Saturday, January 23, 2010

Song about Making a Flag, Part of the Refrain of Which is Lifted from an Unfinished Sailor's Song in Moby-Dick


I wanted to make me a flag from the first row of wagons,
to make me a flag from the line of a keel.
I cut Jefferson stars and started to hang them
in the dark of a night I thought we'd never fill.

So good night and farewell, ye sweet Tennessee ladies,
good night and farewell, ye sweet ladies of Maine.
We must do what we want while we can
so when morning comes down
we can do what we must once again.

But I made me a flag from the streaked cheeks of children,
I made me a flag from the welts off a slave,
I made stars from the eyes of the dead and the nights
of the men that killed them made thread black as the grave.

So good night and farewell...

Pour me a drink of the distance and silence
you find at first light on American roads.
Sit with me a while, 'cause this love and this violence
I cannot understand them and they're all I know.

My grandfather he made a flag out of Westward,
my father he made him a flag out of Stone,
and I don't have a flag, but I would leave my daughters
stars and stripes broad and bright enough to make a home.

So goodnight and farewell, ye sweet Tennessee ladies,
good night and farewell, ye sweet ladies of Maine.
We must do what we want while we can
so when morning comes down
we can do what we must once again.

1 comment:

  1. Hey Kirk,

    I'm sitting in the Marriot outside of Madison, Wisconsin. Everything grey white, the ground...the horizon, speckled with veins of grey-black trees "Why do we live here?" fifty year old Pat asks her husband (who insists on being called Deacon David) as we leave the McGovern House of Pie. "You've asked me that question for thirty years Pat. I don't know. I really don't know." Deacon David turns to me and says, "What the hell were our ancestors thinking?"

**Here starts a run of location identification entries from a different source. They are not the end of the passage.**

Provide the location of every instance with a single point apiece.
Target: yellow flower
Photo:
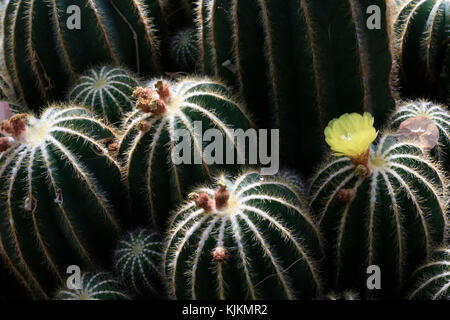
(351, 134)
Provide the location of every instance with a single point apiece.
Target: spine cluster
(148, 142)
(47, 166)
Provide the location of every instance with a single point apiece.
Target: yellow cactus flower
(351, 135)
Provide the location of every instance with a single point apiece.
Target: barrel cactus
(47, 43)
(382, 205)
(184, 49)
(106, 91)
(433, 278)
(248, 238)
(165, 113)
(138, 262)
(98, 286)
(319, 62)
(47, 165)
(422, 48)
(437, 114)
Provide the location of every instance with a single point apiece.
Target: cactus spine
(151, 131)
(43, 54)
(46, 166)
(434, 278)
(391, 217)
(422, 48)
(138, 260)
(249, 238)
(438, 114)
(321, 61)
(184, 49)
(106, 91)
(99, 286)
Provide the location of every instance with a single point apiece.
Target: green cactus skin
(320, 62)
(346, 295)
(138, 262)
(99, 286)
(394, 218)
(106, 91)
(270, 242)
(433, 278)
(60, 191)
(184, 49)
(156, 184)
(43, 55)
(422, 48)
(437, 113)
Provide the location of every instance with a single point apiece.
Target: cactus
(319, 62)
(99, 286)
(422, 48)
(438, 114)
(60, 191)
(106, 91)
(388, 209)
(184, 49)
(43, 53)
(252, 237)
(137, 261)
(149, 135)
(434, 278)
(345, 295)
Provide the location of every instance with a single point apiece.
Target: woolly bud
(143, 126)
(15, 126)
(163, 90)
(345, 195)
(222, 196)
(5, 143)
(421, 129)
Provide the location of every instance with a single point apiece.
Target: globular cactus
(45, 49)
(345, 295)
(422, 48)
(60, 195)
(248, 238)
(138, 262)
(184, 49)
(433, 278)
(98, 286)
(299, 64)
(106, 91)
(382, 205)
(165, 113)
(423, 113)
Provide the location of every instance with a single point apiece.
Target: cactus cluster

    I sat with these verses today. Really good, Kirk. I think this is one of the poems I've been waiting for you to write...waiting our whole friendship for you to write for me. Musical, lyrical, with loss and blood and touchstones from the American unconscious. I got the same feeling that I get when I look through my dead father's things--grief and gratitude, memory and calling. I wondered, "Why is Kirk interested in America...?" Then I thought, it's origins. Kirk has always been interested in identity. Born a stranger to his family, his town, his country. Maybe still a stranger in his current family. He is trying to make a home. He's trying to claim something, let go of something, start something, give himself permission to feel and be who he is. He's trying to find a resting place. A landscape to be buried in. I feel this too. I'd love to find this poem in a dusty clothe covered book, like Emerson's books when they were first published, sewn binding, rough cut pages, a book as big as your hand. I'd like to hear this sung next one of these frozen lakes outside of Madison with heavy-set waitresses, red-nosed ice-fishermen, pig farmers, buxom women with Polish names who aren't squeamish about handling a man's genitles--I'd love to hear you sing it while eating German sausage or baked wall-eye, listening and feeling home/and not home while sipping from a can of Old Milwaukee.